In his examination of the problematic future of the Law Lords, Stephen Sedley refers to the ghost of a Jacobean judge walking the corridors of the Upper House (LRB, 16 September). In fact, the ghost is quite a bit older than he realises: it was Ralph de Hengham, Chief Justice of Common Pleas under Edward I, who at the beginning of the 14th century, crushed an impudent lawyer with the retort ‘do not gloss the statute; we understand it better than you do, for we made it.’ Even then, it would appear that senior judges were regularly summoned to Parliament: indeed, one of the prime functions of Parliament was to serve, in effect, as a final court of appeal – the Law Lords have a very long pedigree.

Andy King
Durham University

Ten Seconds to Inject

Mark Greenberg was right to correct my reasoning (Letters, 19 August).
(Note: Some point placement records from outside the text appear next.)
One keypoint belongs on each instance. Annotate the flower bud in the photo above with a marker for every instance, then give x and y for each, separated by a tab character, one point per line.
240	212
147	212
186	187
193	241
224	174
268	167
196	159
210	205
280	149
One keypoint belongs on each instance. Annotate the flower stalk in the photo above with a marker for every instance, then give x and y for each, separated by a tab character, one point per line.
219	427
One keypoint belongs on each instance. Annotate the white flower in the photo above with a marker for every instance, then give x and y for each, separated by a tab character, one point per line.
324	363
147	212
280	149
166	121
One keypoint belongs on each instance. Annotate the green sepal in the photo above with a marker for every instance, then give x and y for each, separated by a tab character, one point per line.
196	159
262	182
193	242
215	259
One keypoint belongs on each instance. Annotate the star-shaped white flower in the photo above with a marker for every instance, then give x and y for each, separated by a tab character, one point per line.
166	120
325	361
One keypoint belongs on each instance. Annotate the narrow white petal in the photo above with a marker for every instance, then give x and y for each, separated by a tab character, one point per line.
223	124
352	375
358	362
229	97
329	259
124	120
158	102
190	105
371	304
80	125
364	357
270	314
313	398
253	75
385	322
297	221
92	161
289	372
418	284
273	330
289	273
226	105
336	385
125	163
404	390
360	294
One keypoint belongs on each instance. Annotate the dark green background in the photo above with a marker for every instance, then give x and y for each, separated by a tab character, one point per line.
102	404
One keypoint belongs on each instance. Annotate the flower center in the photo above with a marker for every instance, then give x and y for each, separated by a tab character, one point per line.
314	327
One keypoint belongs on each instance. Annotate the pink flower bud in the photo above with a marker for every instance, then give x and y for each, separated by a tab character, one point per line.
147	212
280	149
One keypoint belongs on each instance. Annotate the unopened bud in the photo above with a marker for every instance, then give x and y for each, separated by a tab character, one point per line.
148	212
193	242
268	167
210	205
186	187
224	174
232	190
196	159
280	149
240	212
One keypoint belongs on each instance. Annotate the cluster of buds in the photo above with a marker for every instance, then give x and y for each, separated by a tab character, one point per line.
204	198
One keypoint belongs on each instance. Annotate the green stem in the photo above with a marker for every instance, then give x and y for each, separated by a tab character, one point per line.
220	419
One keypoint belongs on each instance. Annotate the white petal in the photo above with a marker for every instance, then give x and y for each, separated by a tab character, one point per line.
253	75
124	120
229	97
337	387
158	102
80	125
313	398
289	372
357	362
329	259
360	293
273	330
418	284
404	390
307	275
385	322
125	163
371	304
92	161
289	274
Nonetheless, he is misleading, for he pays too little attention to Paul Taylor's point about correct populations. Greenberg's high-quality test – 1 per cent false positives, no false negatives – will begin to be more than 50 per cent accurate only as the incidence of the disease in the population currently being tested begins to exceed 1 in a 100. Thus no sensible practitioners would use the test where the incidence in their patient populations remained the same as that in Greenberg's general population, 1 in 10,000.

Macneil of Barra
Edinburgh

B-Movie Assertion

In his review of Mike Davis’s Ecology of Fear (LRB, 19 August), Michael Rogin seems to commend the author for honouring the great goat-sucking vampire rumoured to be on the prowl in the San Fernando Valley, in Davis’s own words, as ‘simultaneously an avatar of poor people’s deepest fears and an exuberant tongue-in-cheek emblem of Latino cultural populism’. As a Latino of five decades’ standing, I would like to know what cultural populism is. Also, how and why the famed chupacabras became an emblem of it, and an exuberant one to boot. I ask this, I allow, with my tongue in one of my cheeks. Further along, Rogin writes: ‘Los Angeles will not be the first city in the Northern Hemisphere infested with African killer bees (that honour has already fallen to Mexico City).’ I suspect that to make such a B-movie assertion Mr Rogin has himself become infested with the imagination of disaster he so decries.

By the way, were those bees on the cover of the same issue Mexican-African?

Héctor Manjarrez
Mexico City

Holloway’s Sanatorium

John Welch (LRB, 2 September) was clearly a patient in Thomas Holloway's sanatorium at Virginia Water (closed in 1981, and now an expensive housing complex). Holloway, a self-made millionaire whose father had been an innkeeper, did not found it, as Welch supposes, for the well-off. Inspired by Lord Shaftesbury, he designed its eclectic Gothic splendours for the struggling middle classes: tradesmen, small professional people, and even students who had crammed themselves into nervous breakdowns – all those who could not enter the pauper asylums, but would have found the asylums of the wealthy ruinously expensive. So, too, when founding his equally magnificent college for women nearby, he planned for those excluded by the institutions of the day.

Samuel Barnish
Royal Holloway, University of London

Belgitude

Arguably the best known Belgian author over the last few decades has been Hugo Claus. He has been nominated for the Nobel Prize (whether deservedly so is a different matter) and is the author of a book called The Sorrow of Belgium. The title belies Mary-Kay Wilmers's statement that Belgian authors are not interested in their country (LRB, 29 July). I wouldn't read it as an endorsement of Wilmers's feelings about Brussels, but rather as an indication that Belgian authors dabble in questions of cultural identity quite a bit.